Speaking 70 years to the day after the 1951 Convention Relating to the Status of Refugees was presented to States for signing, the High Commissioner said the treaty was a crucial component of international human rights law and remains as relevant now as it was when it was drafted and agreed.
“The language of the Convention is clear as to the rights of refugees…remain applicable in the context of contemporary and unprecedented challenges and emergencies, such as the COVID-19 pandemic”, underscored Grandi.
International cooperation essential
The 1951 Refugee Convention was born following the aftermath of the Second World War. On December 14, 1950, the UN published the statute, and on July 1951 representatives of 26 states met in Geneva to finalise the text of the treaty.
The Convention and the 1967 Protocol, which broadened the scope of those in need of international protection, define who is a refugee and the kind of protection, assistance and rights they are entitled to.

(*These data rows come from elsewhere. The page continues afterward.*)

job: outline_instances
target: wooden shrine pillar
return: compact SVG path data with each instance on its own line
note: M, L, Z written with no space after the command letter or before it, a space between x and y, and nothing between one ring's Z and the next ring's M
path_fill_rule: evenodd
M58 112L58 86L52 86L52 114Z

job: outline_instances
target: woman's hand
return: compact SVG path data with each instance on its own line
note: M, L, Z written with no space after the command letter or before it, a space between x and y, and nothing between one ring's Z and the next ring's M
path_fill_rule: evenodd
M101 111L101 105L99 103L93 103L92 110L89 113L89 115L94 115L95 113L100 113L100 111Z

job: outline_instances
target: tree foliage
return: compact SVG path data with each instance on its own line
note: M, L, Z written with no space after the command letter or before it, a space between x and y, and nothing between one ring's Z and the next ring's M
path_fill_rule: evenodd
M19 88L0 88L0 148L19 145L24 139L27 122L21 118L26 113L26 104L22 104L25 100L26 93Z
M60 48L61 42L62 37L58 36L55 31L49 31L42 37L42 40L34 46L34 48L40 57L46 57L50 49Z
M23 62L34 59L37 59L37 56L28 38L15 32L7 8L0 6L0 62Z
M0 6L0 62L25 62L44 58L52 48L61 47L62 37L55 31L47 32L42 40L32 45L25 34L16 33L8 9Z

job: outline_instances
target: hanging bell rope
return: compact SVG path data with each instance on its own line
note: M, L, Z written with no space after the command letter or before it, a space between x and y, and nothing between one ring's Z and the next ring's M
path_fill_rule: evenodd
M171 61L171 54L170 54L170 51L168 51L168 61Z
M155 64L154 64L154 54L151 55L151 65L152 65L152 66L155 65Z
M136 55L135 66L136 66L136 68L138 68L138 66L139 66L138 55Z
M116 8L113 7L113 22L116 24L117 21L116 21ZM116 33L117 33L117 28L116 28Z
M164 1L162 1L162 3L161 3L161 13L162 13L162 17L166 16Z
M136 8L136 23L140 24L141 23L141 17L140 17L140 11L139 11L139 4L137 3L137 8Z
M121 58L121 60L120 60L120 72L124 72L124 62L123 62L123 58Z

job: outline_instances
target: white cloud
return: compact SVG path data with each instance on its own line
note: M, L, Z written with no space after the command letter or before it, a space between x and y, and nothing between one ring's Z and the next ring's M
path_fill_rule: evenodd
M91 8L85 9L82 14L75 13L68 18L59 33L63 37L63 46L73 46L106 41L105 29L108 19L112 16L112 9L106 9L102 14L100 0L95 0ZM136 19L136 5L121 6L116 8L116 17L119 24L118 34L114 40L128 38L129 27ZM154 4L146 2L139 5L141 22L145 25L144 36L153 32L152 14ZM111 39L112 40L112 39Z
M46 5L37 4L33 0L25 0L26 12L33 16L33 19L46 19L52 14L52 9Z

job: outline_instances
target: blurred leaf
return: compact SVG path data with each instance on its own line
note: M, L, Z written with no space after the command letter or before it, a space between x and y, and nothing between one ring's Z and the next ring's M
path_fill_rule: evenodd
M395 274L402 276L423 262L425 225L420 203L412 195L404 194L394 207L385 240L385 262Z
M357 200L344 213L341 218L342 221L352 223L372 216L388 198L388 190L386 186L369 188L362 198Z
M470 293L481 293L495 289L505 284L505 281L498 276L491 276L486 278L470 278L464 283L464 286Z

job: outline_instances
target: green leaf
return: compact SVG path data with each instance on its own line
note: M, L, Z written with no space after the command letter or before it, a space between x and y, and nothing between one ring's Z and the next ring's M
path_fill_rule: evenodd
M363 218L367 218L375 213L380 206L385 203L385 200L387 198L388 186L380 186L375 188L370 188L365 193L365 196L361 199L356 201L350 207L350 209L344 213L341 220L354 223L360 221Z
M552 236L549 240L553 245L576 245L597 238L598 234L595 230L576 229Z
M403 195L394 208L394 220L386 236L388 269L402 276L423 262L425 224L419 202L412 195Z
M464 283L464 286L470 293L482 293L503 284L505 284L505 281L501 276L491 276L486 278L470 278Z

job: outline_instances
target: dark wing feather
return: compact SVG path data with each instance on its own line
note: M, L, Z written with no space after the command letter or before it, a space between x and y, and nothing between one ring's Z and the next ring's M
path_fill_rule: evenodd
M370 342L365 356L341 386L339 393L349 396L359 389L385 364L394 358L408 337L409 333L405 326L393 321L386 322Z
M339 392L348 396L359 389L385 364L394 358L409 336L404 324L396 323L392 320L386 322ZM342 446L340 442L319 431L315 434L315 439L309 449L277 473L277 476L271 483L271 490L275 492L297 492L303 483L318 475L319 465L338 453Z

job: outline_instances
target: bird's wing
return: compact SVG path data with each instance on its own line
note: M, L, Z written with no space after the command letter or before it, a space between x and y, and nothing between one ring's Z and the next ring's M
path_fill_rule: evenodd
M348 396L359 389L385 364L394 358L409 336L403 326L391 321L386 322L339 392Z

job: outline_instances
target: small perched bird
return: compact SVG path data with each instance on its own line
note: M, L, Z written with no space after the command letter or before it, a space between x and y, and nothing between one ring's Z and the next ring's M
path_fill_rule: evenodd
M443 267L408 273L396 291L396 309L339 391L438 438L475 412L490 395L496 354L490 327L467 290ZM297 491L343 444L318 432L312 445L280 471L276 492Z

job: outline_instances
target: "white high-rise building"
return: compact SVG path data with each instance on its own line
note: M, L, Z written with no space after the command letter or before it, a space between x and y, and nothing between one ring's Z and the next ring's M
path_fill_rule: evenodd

They remain the cornerstone of refugee protection today and have inspired numerous regional treaties and laws, such as the 1969 OAU Refugee Convention in Africa, the 1984 Cartagena Declaration in Latin America, and the European Union’s Common European Asylum System.
The principles of the Convention were reaffirmed in December 2018 by the Global Compact on Refugees, a blueprint for more predictable and equitable responsibility-sharing.
Both recognize that a sustainable solution to refugee situations cannot be achieved without international cooperation.
UNHCR is calling on all states to adopt principles of refugee law, including the 1951 Convention, by enacting legislation and establishing institutions, policies and practices reflecting its provisions. It is also encouraging countries that are not contracting states to accede to the Convention – as the 2018 signatory South Sudan continues to do.
The 70th anniversary of the Refugee Convention comes only a few months after UNHCR itself marked seven decades as the world’s mandated organisation for the protection of those forcibly displaced.